In Parr v Keystone Healthcare Limited, the English Court of Appeal considered a fiduciary’s liability to account for unauthorised profits.
Mr Parr was a shareholder and director of Keystone. The articles and the shareholders agreement contained ‘bad leaver provisions’, which deemed a share transfer notice to have been given where a shareholder was in persistent breach of a relevant agreement and imposed a 50% discount on the sale price of their shares. Mr Parr was party to a fraud and in breach of the fiduciary duties he owed as Keystone’s director. His concealment of that, however, meant the bad leaver provisions were not invoked and when he later sold his shares, no discount was applied. For finance reasons, the shares were bought and paid for by a separate company, not Keystone.
Summary judgment was awarded against Mr Parr at first instance. The Court of Appeal agreed. The Court of Appeal approached the appeal on the basis that what Keystone sought was recovery of the unauthorised profit made by Mr Parr consequent on the sale of his shares at full value rather than at a 50% discount.

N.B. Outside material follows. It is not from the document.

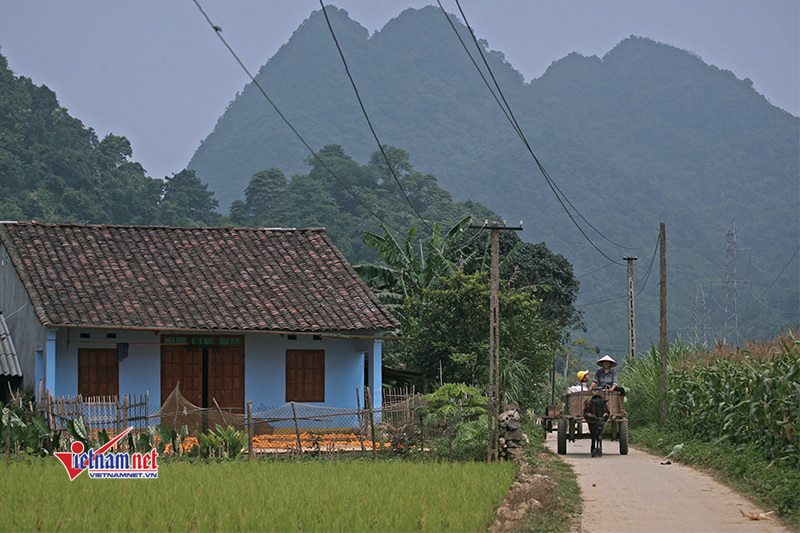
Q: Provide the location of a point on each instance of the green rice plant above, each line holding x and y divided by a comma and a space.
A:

On appeal, Mr Parr argued that there was a mismatch between the company to which the fiduciary duty was owed and the company which made the overpayment. The Court of Appeal disagreed and held that the fact that the money was paid by a third party to whom no fiduciary duty was owed made no difference. The claimed mismatch was no bar to recovery: the fact that Keystone itself would not have made the profit was irrelevant.
The Court of Appeal also rejected Mr Parr’s argument that the breach of duty needed to be the cause of the profit. It distinguished claims for equitable compensation, where there is a requirement for causation, from claims for disgorgement of unauthorised profits, where there is not. All that is necessary in an unauthorised profit claim is a sufficient degree of connection between the breach of fiduciary duty and the receipt of the secret profit. Thus the difference between the price paid and the discounted price was an authorised profit in the hands of Mr Parr, which equity required him to disgorge to Keystone.
Relief is not compensatory in nature, nor predicated on causation; liability arises from the mere fact of a profit being made and exists to bring a secret profiteer to account.